The executed parameter combinations are stored in out_gridsearch.csv file along with the obtained performance metrics:

m,n,k,wg_m,wg_n,sg_m,sg_n,k_tile,load_a_m,load_a_k,load_b_k,load_b_n,prefetch_a_m,prefetch_a_k,prefetch_b_k,prefetch_b_n,prefetch_nb,time (us),GFLOPS/s
4096,4096,4096,64,256,32,32,64,8,16,16,16,8,16,8,16,1,???,???
...

To get information about the search space (e.g., tile parameter choices) without actually executing the kernels run with --dry-run flag:

python tune_matmul_gridsearch.py --dry-run

Example output:

Matmul problem size: [4096, 4096, 4096]
ab_type='f16'
c_type='f32'
has_bias=False
has_relu=False
accumulate_c=True
Variable set:
wg_m=[64, 128, 256]
wg_n=[64, 128, 256]
sg_m=[32, 64, 128]
sg_n=[32, 64, 128]
k_tile=[16, 32, 64, 128, 256]
load_a_m=[8, 16, 32]
load_a_k=[8, 16, 32]
load_b_k=[8, 16, 32]
load_b_n=[8, 16, 32]
prefetch_a_m=[8, 16, 32]
prefetch_a_k=[8, 16, 32]
prefetch_b_k=[8, 16, 32]
prefetch_b_n=[8, 16, 32]
prefetch_nb=[1]
Total complexity: 2657205 configurations
Number of executed configurations: 5292

Total complexity is the number of parameter combinations without any filtering.
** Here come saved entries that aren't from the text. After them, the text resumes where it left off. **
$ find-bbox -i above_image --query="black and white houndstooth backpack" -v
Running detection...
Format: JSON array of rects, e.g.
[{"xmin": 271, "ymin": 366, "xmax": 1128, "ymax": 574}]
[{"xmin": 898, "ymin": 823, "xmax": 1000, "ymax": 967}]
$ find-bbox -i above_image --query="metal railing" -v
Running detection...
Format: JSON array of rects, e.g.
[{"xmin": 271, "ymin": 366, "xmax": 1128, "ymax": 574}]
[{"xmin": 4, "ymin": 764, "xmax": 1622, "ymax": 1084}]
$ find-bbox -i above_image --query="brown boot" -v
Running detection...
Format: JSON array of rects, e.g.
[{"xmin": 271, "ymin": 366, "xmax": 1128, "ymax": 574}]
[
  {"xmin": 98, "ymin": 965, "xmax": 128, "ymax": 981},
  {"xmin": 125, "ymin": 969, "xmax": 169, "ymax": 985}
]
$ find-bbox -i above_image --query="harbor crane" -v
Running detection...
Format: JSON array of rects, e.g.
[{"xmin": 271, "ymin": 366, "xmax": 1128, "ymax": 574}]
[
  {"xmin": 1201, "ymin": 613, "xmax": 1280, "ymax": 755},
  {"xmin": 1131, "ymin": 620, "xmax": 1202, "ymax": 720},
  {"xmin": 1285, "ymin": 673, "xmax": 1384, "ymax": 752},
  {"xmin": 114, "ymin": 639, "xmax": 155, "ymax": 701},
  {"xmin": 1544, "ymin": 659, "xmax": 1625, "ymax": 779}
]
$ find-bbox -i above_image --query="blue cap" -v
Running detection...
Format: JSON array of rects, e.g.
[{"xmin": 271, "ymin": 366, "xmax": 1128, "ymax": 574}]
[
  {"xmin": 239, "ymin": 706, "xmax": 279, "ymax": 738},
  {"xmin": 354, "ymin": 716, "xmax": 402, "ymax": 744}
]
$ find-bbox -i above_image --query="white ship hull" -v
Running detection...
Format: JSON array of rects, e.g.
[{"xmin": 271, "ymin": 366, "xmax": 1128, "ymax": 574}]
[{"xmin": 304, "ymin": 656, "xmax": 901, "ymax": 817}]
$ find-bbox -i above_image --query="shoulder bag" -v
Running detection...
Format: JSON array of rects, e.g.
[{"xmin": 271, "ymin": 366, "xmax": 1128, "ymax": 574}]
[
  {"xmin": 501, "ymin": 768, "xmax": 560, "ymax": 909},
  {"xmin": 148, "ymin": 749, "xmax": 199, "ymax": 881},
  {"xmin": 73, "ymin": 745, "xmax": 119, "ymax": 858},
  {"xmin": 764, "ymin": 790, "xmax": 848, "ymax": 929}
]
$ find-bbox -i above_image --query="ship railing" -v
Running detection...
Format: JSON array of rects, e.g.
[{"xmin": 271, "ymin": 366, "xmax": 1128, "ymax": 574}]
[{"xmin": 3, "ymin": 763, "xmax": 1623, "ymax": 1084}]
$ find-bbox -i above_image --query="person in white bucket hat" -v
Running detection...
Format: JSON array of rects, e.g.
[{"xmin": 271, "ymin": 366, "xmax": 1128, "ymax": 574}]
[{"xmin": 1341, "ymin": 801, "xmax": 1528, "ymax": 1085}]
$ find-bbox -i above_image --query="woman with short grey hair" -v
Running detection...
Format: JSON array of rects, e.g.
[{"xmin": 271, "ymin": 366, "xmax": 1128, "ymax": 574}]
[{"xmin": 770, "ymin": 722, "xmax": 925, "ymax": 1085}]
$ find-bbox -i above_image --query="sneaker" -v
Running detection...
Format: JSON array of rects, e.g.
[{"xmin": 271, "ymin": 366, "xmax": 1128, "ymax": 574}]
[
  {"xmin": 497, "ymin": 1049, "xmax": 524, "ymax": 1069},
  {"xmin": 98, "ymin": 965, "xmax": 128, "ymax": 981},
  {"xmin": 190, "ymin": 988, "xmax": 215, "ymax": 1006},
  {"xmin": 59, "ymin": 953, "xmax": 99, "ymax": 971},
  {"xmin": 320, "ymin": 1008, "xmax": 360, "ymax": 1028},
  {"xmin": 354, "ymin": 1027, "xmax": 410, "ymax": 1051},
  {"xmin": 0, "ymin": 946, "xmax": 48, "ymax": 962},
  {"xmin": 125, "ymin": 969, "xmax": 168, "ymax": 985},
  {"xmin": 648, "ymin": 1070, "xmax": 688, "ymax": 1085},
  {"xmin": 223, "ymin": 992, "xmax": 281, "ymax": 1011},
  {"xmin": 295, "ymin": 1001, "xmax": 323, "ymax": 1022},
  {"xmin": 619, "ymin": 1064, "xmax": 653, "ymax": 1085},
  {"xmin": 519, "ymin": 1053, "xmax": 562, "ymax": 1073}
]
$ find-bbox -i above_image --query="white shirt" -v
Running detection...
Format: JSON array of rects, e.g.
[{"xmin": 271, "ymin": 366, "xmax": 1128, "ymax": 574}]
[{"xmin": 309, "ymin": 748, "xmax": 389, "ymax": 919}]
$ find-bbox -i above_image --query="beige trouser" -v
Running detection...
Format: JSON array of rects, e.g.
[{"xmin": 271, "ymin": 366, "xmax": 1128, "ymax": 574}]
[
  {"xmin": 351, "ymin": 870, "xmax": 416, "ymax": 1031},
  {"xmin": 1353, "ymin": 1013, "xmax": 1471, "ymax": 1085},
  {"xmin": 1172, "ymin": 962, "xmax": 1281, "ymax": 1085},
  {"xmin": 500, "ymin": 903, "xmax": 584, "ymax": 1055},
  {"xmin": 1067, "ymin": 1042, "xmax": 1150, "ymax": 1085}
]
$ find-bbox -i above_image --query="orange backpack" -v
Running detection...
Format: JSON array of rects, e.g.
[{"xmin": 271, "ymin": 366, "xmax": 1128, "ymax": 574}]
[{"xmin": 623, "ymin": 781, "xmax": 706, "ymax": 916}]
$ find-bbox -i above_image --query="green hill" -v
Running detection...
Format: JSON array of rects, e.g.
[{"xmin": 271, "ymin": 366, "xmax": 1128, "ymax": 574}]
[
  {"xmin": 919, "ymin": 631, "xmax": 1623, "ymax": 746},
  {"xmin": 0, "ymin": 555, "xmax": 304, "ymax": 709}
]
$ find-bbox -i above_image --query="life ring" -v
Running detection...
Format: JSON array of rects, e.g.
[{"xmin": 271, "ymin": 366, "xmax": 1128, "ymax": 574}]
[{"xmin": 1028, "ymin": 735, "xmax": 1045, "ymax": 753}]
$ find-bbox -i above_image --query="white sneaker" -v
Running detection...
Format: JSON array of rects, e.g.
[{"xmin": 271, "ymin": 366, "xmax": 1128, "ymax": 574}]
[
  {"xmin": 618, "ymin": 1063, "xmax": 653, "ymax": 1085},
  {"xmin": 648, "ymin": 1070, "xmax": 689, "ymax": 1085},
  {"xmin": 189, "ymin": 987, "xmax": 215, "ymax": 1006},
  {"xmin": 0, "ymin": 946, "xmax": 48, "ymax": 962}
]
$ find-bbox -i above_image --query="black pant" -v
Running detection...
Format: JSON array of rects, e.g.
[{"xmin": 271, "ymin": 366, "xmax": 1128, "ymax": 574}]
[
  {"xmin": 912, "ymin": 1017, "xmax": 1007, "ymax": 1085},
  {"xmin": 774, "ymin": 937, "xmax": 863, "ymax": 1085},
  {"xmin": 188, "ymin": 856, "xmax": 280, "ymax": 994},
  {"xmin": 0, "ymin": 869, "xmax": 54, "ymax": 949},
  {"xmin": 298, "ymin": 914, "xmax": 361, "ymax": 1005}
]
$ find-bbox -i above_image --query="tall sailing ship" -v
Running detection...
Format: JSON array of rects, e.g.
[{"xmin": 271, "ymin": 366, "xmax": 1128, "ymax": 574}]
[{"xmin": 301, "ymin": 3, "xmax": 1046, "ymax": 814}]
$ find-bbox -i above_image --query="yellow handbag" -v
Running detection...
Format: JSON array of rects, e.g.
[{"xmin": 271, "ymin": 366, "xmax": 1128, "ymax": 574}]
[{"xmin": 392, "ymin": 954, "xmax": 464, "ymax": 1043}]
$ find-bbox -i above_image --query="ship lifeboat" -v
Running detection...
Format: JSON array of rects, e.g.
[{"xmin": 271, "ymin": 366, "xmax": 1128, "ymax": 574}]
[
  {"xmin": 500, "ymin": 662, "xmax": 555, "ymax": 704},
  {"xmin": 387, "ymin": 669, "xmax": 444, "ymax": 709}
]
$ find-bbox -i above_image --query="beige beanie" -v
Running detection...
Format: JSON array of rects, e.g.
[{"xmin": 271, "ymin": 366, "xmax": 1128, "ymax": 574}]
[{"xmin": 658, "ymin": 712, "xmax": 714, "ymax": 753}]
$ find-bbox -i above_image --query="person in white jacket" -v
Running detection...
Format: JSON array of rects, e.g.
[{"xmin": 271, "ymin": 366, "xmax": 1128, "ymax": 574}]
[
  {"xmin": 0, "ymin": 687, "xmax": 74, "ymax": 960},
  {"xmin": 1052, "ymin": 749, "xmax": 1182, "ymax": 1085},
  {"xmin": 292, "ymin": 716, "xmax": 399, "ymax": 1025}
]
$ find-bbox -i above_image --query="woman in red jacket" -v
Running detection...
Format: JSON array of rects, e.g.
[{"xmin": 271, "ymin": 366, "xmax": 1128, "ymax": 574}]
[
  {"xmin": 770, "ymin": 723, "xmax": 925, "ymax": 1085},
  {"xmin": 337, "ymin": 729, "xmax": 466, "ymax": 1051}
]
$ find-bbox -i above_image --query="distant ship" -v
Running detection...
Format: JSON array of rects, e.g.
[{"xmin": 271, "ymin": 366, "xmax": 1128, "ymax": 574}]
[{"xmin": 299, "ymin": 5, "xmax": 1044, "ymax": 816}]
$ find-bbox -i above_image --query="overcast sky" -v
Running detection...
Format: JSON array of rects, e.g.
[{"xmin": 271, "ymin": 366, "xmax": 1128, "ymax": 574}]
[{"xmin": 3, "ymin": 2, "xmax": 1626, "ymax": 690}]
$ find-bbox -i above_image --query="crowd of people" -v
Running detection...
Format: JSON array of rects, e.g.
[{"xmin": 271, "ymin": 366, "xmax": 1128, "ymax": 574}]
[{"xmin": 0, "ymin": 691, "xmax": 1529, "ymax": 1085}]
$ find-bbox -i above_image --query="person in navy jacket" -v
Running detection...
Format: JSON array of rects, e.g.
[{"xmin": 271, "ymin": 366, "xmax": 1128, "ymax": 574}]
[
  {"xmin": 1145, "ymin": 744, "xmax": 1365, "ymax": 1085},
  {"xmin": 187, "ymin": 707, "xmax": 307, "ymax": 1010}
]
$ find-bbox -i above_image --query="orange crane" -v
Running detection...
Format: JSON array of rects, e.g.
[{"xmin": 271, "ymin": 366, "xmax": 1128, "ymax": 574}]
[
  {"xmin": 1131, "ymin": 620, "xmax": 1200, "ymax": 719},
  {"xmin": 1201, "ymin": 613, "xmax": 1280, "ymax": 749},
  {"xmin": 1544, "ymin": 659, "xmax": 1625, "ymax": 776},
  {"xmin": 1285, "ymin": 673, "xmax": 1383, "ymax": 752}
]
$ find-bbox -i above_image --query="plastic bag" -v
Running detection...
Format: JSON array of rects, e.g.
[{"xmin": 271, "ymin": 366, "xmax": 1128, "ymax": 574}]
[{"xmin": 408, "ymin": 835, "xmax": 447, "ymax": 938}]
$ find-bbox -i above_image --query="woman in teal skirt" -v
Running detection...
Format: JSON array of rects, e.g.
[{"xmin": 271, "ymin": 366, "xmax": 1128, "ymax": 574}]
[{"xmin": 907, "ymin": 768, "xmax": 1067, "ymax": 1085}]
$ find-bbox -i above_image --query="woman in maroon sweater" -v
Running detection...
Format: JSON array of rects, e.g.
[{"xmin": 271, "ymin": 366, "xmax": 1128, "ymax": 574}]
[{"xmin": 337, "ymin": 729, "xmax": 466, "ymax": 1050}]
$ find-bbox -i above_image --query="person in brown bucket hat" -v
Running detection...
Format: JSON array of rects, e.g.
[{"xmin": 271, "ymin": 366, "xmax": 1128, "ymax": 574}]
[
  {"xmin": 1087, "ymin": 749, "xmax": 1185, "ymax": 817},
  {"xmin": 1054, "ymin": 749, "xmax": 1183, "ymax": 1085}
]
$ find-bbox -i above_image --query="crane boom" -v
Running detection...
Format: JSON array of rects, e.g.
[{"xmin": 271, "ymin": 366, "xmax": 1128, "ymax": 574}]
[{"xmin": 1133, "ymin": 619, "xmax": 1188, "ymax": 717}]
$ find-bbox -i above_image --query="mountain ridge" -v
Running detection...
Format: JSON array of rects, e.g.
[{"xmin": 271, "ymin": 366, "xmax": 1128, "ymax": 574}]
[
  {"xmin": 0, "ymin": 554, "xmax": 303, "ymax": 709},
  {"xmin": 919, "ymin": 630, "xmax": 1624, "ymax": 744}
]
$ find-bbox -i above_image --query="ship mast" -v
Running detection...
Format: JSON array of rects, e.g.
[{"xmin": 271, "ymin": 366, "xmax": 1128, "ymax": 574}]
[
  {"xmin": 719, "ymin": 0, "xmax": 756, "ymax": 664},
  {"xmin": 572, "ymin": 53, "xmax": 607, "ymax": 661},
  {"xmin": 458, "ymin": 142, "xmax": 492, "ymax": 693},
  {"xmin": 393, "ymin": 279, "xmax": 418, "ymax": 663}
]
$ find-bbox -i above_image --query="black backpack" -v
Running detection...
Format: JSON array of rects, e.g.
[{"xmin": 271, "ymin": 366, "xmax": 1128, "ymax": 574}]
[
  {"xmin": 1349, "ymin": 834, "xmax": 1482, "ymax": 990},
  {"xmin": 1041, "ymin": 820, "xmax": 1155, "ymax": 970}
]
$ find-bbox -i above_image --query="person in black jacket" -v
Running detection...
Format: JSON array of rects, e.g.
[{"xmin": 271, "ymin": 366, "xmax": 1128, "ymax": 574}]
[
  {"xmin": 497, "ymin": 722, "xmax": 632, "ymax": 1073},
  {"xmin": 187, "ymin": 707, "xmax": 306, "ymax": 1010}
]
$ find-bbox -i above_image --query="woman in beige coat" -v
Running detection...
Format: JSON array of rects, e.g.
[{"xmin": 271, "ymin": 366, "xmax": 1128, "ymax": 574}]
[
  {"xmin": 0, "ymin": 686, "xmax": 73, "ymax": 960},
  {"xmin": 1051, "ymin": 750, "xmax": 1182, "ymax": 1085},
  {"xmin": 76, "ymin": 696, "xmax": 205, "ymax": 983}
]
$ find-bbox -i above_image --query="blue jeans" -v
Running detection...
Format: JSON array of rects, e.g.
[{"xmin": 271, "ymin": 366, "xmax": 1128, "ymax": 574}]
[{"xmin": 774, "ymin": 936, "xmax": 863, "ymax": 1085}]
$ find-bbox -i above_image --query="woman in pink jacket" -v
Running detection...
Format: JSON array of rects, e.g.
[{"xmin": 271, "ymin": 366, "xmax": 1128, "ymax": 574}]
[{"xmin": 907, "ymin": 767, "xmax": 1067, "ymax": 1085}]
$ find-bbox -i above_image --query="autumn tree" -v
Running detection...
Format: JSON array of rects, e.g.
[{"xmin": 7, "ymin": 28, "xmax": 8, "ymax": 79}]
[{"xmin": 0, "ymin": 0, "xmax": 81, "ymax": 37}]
The number of executed configurations shows the number of valid combinations, i.e. ones that satisfy appropriate (e.g., hardware) constraints.

To dump the best found configurations as JSON files at the end of the search, use --dump-json n flag where n stands for the number of best configurations. The files are named as matmul_params_*_00.json with increasing integer suffix (best configuration being 00).

Note

Running the grid search typically takes several hours to complete.

Adaptive sampling with Genetic Algorithm

tune_matmul_ga.py employs a genetic algorithm for adaptive sampling to explore the kernel tuning search space. This approach is typically an order of magnitude faster while discovering high throughput parameter combinations.

The command-line interface is similar to tune_matmul_gridsearch.py:

python tune_matmul_ga.py --sizes 1024 2048 4096 --bias --relu --dump-json 10

The executed parameter combinations are stored in out_genetic_algorithm.csv file.